For inhibition of Pol2 elongation, DRB was added to a final concentration of 100 uM at ~12 min post-acquisition start.
Quantification of YAP, Med1, and Pol2 recruitment to synthetic condensates
To segment and track nuclei and condensates, the signal from the synthetic condensates (HOTag3/HOTag6) and the nuclei (tagBFP2-NLS, or Pol2 signal) was segmented using a custom trained AI segmentation algorithm form the NIS.ai suite of the NIS-Elements software (Nikon). Then, for each movie, the nuclei and synthetic condensates were tracked using the Fiji Trackmate plugin56. For synthetic condensates, only tracks starting in the first frame (t = 0) were included in the quantification. Furthermore, synthetic condensate tracks with track length shorter than 18 min ( = 10 frames) were excluded. We also filtered out any condensates <0.45 a.u. or >1.55 a.u. in area, and only considered condensate tracks that localized to nuclei.

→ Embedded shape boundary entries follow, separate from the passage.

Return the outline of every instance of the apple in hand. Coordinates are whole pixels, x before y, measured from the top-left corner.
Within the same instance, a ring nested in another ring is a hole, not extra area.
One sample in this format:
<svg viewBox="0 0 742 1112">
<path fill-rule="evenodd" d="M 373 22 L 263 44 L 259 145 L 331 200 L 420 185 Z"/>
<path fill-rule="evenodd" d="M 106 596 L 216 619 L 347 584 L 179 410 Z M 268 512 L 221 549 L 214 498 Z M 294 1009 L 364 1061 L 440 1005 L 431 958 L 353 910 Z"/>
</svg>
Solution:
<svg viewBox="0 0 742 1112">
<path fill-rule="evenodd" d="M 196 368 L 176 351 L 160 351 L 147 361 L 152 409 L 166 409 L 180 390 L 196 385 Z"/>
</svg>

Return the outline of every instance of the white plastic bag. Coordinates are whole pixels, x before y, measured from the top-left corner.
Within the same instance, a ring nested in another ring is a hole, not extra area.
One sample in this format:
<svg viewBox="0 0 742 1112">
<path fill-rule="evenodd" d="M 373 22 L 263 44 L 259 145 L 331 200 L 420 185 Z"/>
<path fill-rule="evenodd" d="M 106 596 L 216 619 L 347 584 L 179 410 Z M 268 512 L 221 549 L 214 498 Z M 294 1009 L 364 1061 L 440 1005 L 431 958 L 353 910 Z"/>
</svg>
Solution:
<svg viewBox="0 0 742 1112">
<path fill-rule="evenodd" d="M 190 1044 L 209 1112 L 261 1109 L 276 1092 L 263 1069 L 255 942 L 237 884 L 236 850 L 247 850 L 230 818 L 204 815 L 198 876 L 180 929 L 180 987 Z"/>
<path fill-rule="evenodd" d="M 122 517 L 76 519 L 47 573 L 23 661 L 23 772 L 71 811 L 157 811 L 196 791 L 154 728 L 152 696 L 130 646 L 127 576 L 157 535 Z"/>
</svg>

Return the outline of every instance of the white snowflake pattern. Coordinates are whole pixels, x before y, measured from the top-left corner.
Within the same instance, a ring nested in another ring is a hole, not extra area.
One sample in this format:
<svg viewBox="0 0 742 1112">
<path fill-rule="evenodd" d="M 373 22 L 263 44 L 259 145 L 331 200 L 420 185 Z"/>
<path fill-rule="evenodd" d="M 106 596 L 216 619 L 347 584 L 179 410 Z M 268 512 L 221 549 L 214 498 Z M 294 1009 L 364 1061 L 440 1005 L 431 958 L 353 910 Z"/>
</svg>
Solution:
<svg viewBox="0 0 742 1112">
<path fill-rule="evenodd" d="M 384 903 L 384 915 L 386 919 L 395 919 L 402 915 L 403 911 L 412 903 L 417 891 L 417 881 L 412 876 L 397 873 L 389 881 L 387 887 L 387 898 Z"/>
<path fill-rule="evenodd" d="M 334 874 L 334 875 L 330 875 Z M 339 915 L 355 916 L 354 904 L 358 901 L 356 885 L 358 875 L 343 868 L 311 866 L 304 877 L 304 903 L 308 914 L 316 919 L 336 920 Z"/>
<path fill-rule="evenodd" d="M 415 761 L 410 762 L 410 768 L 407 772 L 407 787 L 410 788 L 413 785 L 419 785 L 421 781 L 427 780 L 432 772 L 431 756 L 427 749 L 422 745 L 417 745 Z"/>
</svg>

For the quantification of YAP recruitment to the condensates, the mean condensate intensity at t = 0 min was subtracted for each time point of each track. For quantification of the Med1 or Pol2 recruitment, the mean condensate intensities were first background subtracted. Then, to correct for non-specific Med1 or Pol2 recruitment and photobleaching, we quantified the Med1 and Pol2 intensity on condensates upon recruitment of control constructs harboring the fluorophore only (FKBP-Halo-YAP or FKBP-SNAP-YAP). Med1/Pol2 intensity time series from the control were fit with a mono-exponential. The mono-exponential control curve was subtracted from the mean Med1 or Pol2 intensity for each time series of the experimental conditions (FKBP-Halo-YAP, FKBP-SNAP-YAP). Correlation of YAP vs. Med1 or Pol2 recruitment at t = 16 min demonstrated that a minimum of 250 a.u. (Halo-YAP) and 750 a.u. (SNAP-YAP) was required for a significant response of Med1 or Pol2, respectively. Were therefore only considered tracks with YAP recruitment above these values. The data from all experiments was pooled and the mean condensate intensity at t = 0 min was subtracted from all timepoints.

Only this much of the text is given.